Some games my fortune was entirely reversed. It was me riding high on Boardwalk and sniveling at the garbage people who couldn’t afford a one-night stay. It was me spitefully throwing $8 in single Monopoly bills at the poorest player, laughing as they scooped it up from the table.

My worthless empire has withered into nothingness. I resign to the pool, alone, amidst the laughter of my play money rich friends.

And while this more modern variation of the game has its notable differences, I discover one element remains the same – winning at Monopoly makes you an asshole. But why?

monopoly

Turns out there’s actually psychology behind this. One research article published in 2012 suggests the money-empathy gap is entirely real – the more money or success one person has instinctively makes them less humane. Who would have thought that a person’s financial management skills would factor into the psychology of a board game?

And how did researchers arrive to this conclusion? By testing participants using the classic game of Monopoly – only this version was rigged.

These excerpts are taken from a New York Magazine article,

One of the players, a brown-haired guy in a striped T-shirt, has been made “rich.” He got $2,000 from the Monopoly bank at the start of the game and receives $200 each time he passes Go. The second player, a chubby young man in glasses, is comparatively impoverished. He was given $1,000 at the start and collects $100 for passing Go. T-Shirt can roll two dice, but Glasses can only roll one, limiting how fast he can advance.

It starts out innocently enough, I suppose. But then things really get moving,

T-Shirt isn’t just winning; he’s crushing Glasses.
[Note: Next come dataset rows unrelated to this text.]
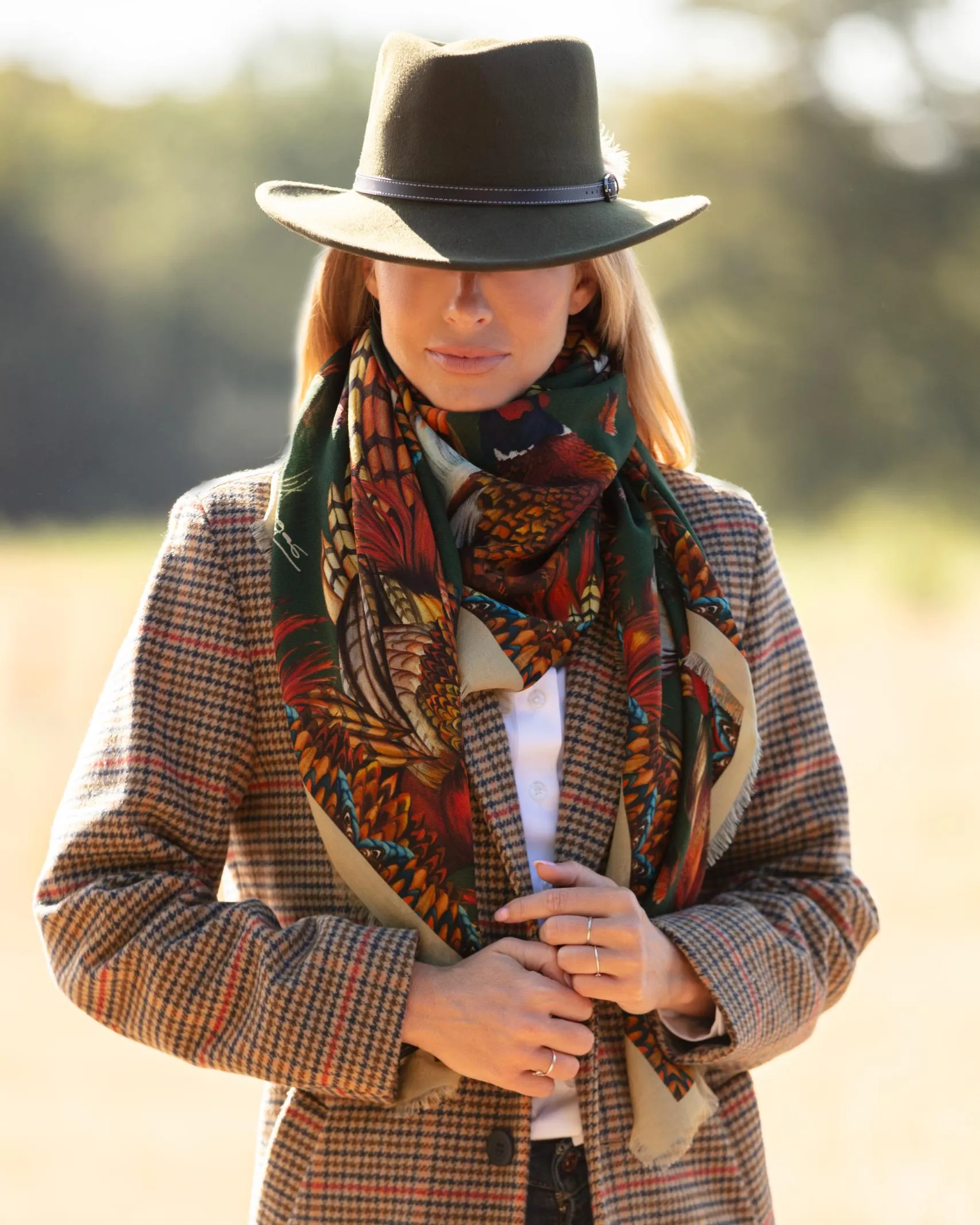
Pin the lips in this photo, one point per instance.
(467, 361)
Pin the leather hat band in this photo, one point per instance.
(402, 189)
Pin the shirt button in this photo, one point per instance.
(500, 1147)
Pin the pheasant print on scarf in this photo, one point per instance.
(393, 516)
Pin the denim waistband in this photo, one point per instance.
(558, 1185)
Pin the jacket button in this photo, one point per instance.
(500, 1147)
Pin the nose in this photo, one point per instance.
(467, 306)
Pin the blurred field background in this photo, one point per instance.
(825, 316)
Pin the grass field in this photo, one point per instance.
(874, 1121)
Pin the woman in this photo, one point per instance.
(499, 718)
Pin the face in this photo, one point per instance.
(476, 339)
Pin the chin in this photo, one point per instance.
(467, 399)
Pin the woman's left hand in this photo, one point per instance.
(640, 968)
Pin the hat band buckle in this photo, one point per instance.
(403, 189)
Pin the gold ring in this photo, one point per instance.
(554, 1057)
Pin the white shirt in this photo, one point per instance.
(534, 720)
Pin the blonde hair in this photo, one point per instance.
(338, 308)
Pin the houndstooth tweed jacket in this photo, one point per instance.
(188, 771)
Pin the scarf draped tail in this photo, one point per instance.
(420, 555)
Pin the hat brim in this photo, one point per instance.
(469, 237)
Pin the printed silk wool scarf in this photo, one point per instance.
(400, 531)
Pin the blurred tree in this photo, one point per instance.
(147, 306)
(825, 311)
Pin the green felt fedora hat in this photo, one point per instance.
(479, 154)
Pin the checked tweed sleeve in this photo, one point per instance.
(782, 918)
(126, 902)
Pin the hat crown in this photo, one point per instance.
(484, 113)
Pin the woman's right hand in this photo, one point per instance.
(496, 1017)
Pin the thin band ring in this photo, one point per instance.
(550, 1066)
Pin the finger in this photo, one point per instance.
(530, 953)
(531, 1085)
(562, 1001)
(565, 1037)
(605, 987)
(534, 956)
(578, 960)
(565, 1069)
(574, 929)
(575, 901)
(571, 872)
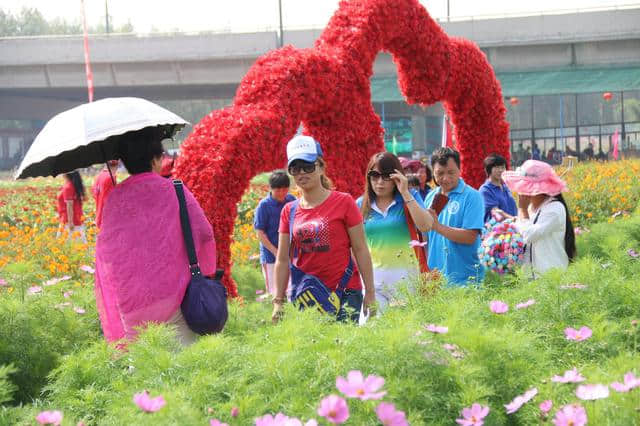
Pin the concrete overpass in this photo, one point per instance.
(41, 76)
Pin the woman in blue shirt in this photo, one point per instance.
(385, 224)
(497, 196)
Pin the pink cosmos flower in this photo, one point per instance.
(545, 406)
(414, 243)
(520, 400)
(389, 416)
(525, 304)
(454, 350)
(438, 329)
(34, 289)
(498, 307)
(334, 409)
(591, 392)
(570, 415)
(577, 286)
(474, 415)
(577, 335)
(630, 382)
(88, 269)
(53, 281)
(49, 418)
(145, 403)
(356, 386)
(269, 420)
(570, 376)
(282, 420)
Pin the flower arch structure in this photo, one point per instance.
(326, 88)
Initially, he reacted to the inequality between him and his opponent with a series of smirks, an acknowledgment, perhaps, of the inherent awkwardness of the situation. “Hey,” his expression seemed to say, “this is weird and unfair, but whatever.”
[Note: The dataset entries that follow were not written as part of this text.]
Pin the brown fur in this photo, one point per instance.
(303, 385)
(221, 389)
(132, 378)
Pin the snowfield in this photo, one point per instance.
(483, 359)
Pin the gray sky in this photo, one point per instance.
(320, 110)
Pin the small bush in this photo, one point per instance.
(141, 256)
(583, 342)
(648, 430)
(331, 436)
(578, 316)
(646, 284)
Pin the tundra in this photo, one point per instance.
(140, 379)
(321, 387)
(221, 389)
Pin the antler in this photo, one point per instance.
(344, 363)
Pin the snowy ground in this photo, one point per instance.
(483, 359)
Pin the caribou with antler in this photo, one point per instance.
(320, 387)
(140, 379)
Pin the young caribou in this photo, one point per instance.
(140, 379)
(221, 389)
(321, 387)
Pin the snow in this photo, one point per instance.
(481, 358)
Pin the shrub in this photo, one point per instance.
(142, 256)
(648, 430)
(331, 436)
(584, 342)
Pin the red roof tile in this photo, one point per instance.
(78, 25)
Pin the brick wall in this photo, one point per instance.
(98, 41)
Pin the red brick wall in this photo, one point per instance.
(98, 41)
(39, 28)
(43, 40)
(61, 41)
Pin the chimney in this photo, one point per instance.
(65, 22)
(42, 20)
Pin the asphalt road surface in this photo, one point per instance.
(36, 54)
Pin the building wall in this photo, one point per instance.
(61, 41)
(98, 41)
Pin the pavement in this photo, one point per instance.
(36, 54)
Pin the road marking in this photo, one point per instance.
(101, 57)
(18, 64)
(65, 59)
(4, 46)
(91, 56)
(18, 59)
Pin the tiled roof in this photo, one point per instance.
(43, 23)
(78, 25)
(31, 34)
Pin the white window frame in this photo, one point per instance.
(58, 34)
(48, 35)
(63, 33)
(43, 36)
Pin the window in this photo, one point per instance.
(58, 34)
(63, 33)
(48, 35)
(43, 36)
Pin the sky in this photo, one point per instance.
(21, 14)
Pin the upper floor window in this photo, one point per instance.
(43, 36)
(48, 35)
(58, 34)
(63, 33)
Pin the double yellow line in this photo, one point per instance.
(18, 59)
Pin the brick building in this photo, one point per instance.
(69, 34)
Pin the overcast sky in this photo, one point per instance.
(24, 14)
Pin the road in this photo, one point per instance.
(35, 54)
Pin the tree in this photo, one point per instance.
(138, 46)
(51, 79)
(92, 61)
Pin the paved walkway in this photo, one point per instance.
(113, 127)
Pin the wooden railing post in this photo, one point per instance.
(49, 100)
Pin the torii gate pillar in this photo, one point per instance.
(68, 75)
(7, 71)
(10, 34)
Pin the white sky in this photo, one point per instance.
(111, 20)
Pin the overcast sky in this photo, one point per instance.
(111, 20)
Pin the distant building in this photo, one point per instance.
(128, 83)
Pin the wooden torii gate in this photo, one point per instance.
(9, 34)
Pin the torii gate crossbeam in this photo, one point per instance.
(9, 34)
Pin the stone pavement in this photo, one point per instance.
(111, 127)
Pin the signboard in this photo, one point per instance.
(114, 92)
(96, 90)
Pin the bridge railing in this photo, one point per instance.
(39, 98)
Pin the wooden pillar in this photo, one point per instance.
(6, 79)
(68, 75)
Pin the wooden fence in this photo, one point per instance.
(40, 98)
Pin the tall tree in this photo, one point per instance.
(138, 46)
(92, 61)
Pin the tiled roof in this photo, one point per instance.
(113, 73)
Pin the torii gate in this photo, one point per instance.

And that’s when full blown Trump syndrome takes over completely,

… whatever discomfort he feels seems to dissipate. He’s a skinny kid, but he balloons in size, spreading his limbs toward the far ends of the table. He smacks his playing piece (in the experiment, the wealthy player gets the Rolls-Royce) as he makes the circuit—smack, smack, smack—­ending his turns with a board-shuddering bang! Four minutes in, he picks up Glasses’s piece, the little elf shoe, and moves it for him. As the game nears its finish, T-Shirt moves his Rolls faster. The taunting is over now: He’s all efficiency. He refuses to meet Glasses’s gaze. His expression is stone cold as he takes the loser’s cash.
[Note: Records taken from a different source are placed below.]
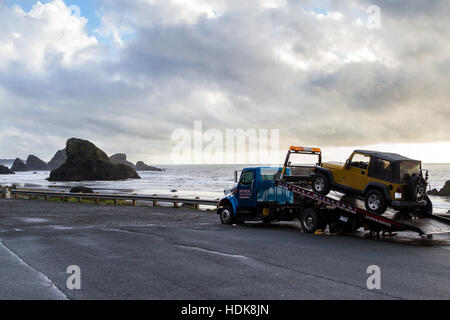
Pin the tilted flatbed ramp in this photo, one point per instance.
(390, 221)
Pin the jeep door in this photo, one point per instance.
(356, 174)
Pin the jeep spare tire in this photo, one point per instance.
(417, 188)
(321, 184)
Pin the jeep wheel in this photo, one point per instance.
(310, 220)
(376, 202)
(321, 184)
(226, 216)
(417, 188)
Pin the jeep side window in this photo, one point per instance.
(380, 169)
(247, 177)
(360, 161)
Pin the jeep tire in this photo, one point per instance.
(417, 188)
(321, 184)
(376, 201)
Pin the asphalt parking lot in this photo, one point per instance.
(165, 253)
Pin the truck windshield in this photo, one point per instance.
(408, 169)
(270, 174)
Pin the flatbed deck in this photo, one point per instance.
(391, 221)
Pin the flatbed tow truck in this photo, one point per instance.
(315, 211)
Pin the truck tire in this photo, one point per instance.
(227, 216)
(417, 188)
(321, 184)
(310, 220)
(376, 201)
(428, 210)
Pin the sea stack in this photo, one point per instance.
(19, 166)
(57, 161)
(5, 170)
(86, 162)
(35, 164)
(121, 158)
(141, 166)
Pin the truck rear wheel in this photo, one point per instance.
(321, 184)
(227, 216)
(310, 220)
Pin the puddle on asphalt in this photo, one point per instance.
(34, 220)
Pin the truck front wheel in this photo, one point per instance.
(227, 216)
(310, 220)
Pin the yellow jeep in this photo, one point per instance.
(381, 179)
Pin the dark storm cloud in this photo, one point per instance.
(310, 68)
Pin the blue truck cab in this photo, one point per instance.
(256, 197)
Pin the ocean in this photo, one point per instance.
(205, 181)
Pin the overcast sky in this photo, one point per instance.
(126, 74)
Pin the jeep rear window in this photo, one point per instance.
(247, 177)
(269, 174)
(360, 161)
(408, 169)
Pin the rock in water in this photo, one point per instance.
(86, 162)
(19, 166)
(444, 192)
(35, 164)
(5, 170)
(58, 160)
(141, 166)
(121, 158)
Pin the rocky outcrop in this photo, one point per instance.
(86, 162)
(19, 166)
(141, 166)
(121, 158)
(57, 161)
(444, 192)
(35, 164)
(5, 170)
I don’t know why I was surprised to learn there’s a reason some people flat out refuse to play Monopoly. Some people just hate to see their friends and family become The Wolf of Wall Street.

the wolf of wall street

It’s easy to see how this money-empathy gap applies to life outside Monopoly — but this article isn’t really about class issues. I’m not really concerned with any of that.

I’m really just looking for an apology from my friend who made his racecar perform a lewd act on my dog after I lost all my money. It’s a tragic metaphor for life.